Siats meekekorum, à gauche, un théropode carnivore (découvert récemment en Amérique du Nord), vivait il y a 98 millions d'années. Environ 33 millions d'années plus tard, les dinosaures non aviens tireront leur révérence comme tant d'autres organismes terrestres, marins et dulçaquicoles. On ne sait pas précisément ce qui provoqua cette hécatombe. L'impact d'un corps céleste est une explication classique, appuyée par la richesse de ces couches géologiques en iridium et la découverte d'un cratère à Chicxulub, au Mexique. Mais que s'est-il passé exactement ? © Julia Lacerda

Pourquoi la flore et la faune terrestres comme marines ont-elles tant souffert après l'impact d'un astéroïde ou d'une comète sur l'actuelle région de Chicxulub il y a 65,5 millions d'années, à la fin du Crétacé ? Dégagements massifs de poussières, incendies géants ou tsunami planétaire sont toujours évoqués, mais la réalité du phénomène nous échappe encore. Dans la revue Nature Geoscience, un groupe de chercheurs japonais avance une explication après une expérience en laboratoire. La méthode est originale et consiste à reproduire un impact à 10 km/s, du moins ses effets sur la roche, en bombardant avec un puissant rayon laser un minuscule échantillon de roche, enfermé dans une sphère d'aluminium d'un millimètre. Effectué dans une enceinte sous vide, le test s'accompagne d'une analyse des gaz produits par la vaporisation du minéral. Conclusion : le coupable serait le trioxyde de soufre, ou SO3, qui a provoqué une acidification très rapide des océans, de l'eau douce et des sols.

Cette idée des pluies acides dues au soufre n'est pas nouvelle, mais rien ne permettait de dire que l'effet fut suffisant pour réduire drastiquement le pH des océans. Si le gaz produit est du dioxyde de soufre (SO2), il devrait s'être d'abord répandu dans l'atmosphère et ne se serait dissipé que lentement.

Quelque chose a heurté la planète Terre il y a environ 65,5 millions d'années. C'est une certitude. Mais la situation de la vie terrestre à cette époque et les effets de cet impact restent encore hypothétiques. © Nasa

Disparition rapide des espèces à cause de pluies acides

Dans leur expérience, les chercheurs japonais ont utilisé une roche commune et déjà riche en soufre : l'anhydrite (du sulfate de calcium). Le gaz généré était surtout du SO3, ce qui change tout, avance l'équipe. Après le terrible impact dans ce qui est aujourd'hui le Yucatán, le gaz se serait immédiatement associé à l'eau, produisant des pluies très acides qui auraient débarrassé l'atmosphère de ce soufre en quelques jours seulement, mais l'auraient réparti un peu partout sur la planète, à commencer par les océans. L'effet de cette acidification aura été très rapide et dévastateur. Du plancton aux dinosaures, la faune et la flore auraient dépéri en peu de temps. Le scénario est donc celui d'une extinction massive sur une période très courte, alors que sa durée fait toujours débat.

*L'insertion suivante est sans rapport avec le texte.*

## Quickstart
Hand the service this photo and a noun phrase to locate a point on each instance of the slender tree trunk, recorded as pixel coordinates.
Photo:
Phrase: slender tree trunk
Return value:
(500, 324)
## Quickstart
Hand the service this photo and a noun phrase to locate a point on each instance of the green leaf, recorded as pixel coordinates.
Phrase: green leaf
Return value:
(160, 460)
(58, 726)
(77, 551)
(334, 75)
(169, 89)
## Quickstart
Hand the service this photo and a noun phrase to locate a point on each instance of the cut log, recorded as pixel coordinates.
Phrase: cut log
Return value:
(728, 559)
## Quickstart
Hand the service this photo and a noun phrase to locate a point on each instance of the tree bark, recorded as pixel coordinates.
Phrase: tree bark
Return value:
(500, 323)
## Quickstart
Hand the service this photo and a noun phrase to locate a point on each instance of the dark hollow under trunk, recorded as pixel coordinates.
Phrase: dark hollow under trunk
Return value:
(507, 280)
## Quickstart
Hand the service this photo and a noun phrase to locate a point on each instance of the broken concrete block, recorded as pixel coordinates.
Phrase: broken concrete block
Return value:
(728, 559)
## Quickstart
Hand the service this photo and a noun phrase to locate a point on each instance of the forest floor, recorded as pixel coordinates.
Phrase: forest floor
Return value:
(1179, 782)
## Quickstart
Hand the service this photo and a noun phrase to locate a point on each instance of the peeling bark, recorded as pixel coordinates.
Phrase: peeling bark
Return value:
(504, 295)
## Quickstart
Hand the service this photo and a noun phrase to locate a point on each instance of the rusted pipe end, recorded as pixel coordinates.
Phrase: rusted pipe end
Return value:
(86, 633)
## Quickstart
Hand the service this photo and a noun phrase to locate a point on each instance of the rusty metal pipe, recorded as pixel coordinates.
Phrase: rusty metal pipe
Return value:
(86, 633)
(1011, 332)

L'explication a le mérite de coller avec deux observations. Pourquoi la flore et la faune des océans et des eaux douces ont-elles été beaucoup plus touchées à faible profondeur que sur le fond, le plancton, notamment, se trouvant davantage décimé que les foraminifères benthiques ? Parce que ces aérosols se répandent d'abord dans les eaux de surface, disent les auteurs, affectant peu les grandes profondeurs. Pourquoi les fougères ont-elles été les premières à recoloniser les environnements meurtris ? Parce que ces plantes tolèrent bien les sols acides.

Ces arguments n'ont sans doute pas valeur de preuve irréfutable, mais ils pourraient faire progresser le débat. Au passage, on mesure la méconnaissance actuelle sur les effets précis de la chute d’un impacteur de taille importante.